His participation, according to Cannold, is “such a beautiful confluence. He has this amazing relationship to the material.” She and her collaborators chose the 12-song structure because “we didn’t want to truncate the show. So we needed somebody to connect the material, to guide the audience.” Mitchell will also share his own stories, including those about his great-great grandmother’s arrival through Ellis Island from Germany. He said the show “will always be a part of me.”
The story of this incarnation has its own surprising theatricality. Cannold studied theater at Stanford. As a sophomore, she was involved in a production of “Violet” — Jeanine Tesori’s musical about a disfigured woman on a fateful bus ride — staged on a bus. “That turned me onto site-specific theater,” Cannold said. “I fell in love with the art form.”
After graduation, she made a list of “every musical I love that could possibly be done on an interesting or authentic site. ‘Ragtime’ was at the top of the list.” The idea of renting Ellis Island turned out to be less absurd than one might think. She called the National Park Service. “I thought they’d think I was nuts,” she said, “but they asked if I wanted to fill out an application. ‘Excuse me? There’s an application?’ ” She applied and “after a long process,” got permission from the various entities involved.
Cannold was too young to see the original “Ragtime,” but she did see the revival and, as she puts it, “every version at the New York Public Library.” She wanted right away to do the whole show, thinking “Let’s just do it.” But her mentor, the fabulously inventive environmental director Rachel Chavkin (“Natasha, Pierre & the Great Comet of 1812”), talked her down. “She told me to slow down,” Cannold remembered, “Just do a step.”

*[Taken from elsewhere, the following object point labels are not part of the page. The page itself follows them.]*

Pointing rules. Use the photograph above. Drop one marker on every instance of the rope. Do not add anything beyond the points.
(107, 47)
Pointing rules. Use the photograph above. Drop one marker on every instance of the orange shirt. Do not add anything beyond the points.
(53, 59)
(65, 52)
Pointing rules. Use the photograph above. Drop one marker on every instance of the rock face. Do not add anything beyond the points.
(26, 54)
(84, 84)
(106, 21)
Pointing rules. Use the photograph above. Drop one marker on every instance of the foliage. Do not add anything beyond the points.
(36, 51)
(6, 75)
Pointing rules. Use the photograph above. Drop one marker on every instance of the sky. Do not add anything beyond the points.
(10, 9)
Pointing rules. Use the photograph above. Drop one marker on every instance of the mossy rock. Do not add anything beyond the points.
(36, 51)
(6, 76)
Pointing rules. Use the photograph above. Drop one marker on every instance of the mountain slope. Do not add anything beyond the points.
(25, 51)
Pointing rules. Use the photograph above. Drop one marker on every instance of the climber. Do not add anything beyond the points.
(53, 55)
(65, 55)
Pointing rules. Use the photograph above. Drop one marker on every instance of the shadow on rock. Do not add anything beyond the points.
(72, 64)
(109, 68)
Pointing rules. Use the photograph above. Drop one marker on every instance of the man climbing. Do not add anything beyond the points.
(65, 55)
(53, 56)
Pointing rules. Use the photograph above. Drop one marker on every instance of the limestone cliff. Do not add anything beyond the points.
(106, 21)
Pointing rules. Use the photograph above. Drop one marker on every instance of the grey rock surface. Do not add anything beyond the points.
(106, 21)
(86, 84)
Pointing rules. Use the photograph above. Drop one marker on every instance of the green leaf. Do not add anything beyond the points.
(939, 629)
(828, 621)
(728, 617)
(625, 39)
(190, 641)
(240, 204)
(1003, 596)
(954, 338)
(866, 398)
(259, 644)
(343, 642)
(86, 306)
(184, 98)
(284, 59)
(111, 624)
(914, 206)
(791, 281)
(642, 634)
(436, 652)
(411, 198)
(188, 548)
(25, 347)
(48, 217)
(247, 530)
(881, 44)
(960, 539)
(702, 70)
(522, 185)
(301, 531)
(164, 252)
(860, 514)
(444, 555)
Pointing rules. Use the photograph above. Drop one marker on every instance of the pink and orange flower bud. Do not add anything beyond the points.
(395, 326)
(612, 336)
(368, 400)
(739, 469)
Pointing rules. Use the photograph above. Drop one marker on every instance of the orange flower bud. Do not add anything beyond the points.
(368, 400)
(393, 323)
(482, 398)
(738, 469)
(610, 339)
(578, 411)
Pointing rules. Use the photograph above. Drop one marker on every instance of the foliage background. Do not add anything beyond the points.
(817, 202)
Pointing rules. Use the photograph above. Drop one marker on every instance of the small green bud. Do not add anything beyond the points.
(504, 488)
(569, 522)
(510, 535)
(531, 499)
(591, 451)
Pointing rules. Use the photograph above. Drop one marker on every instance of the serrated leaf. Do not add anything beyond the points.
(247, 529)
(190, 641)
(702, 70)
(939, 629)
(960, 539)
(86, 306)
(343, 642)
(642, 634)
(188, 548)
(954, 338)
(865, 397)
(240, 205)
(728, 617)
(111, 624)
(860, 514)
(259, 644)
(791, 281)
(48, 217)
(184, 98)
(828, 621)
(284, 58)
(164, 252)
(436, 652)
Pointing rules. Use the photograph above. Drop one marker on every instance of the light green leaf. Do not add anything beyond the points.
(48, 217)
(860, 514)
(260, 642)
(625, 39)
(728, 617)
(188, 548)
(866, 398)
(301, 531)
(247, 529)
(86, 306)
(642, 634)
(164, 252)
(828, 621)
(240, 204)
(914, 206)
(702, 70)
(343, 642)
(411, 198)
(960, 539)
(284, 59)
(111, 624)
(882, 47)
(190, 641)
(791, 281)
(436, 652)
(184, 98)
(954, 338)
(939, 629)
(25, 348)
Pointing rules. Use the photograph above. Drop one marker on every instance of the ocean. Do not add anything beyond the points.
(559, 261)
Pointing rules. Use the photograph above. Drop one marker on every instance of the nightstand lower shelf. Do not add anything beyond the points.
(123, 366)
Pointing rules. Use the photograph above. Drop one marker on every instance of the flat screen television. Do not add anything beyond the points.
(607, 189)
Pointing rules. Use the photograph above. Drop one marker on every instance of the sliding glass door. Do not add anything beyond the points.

So this is the step, for select eyes only, but hardly a baby step. Mitchell — who plays the scarily confident new Chief Technology Officer of E Corp on the cable series “Mr. Robot” — looks forward to taking his son, 12, on his first trip to Ellis Island. And what about next summer? “I’m just in for this one-off,” he said, “And we’ll see what happens. . . . It’s experimental, like our country.”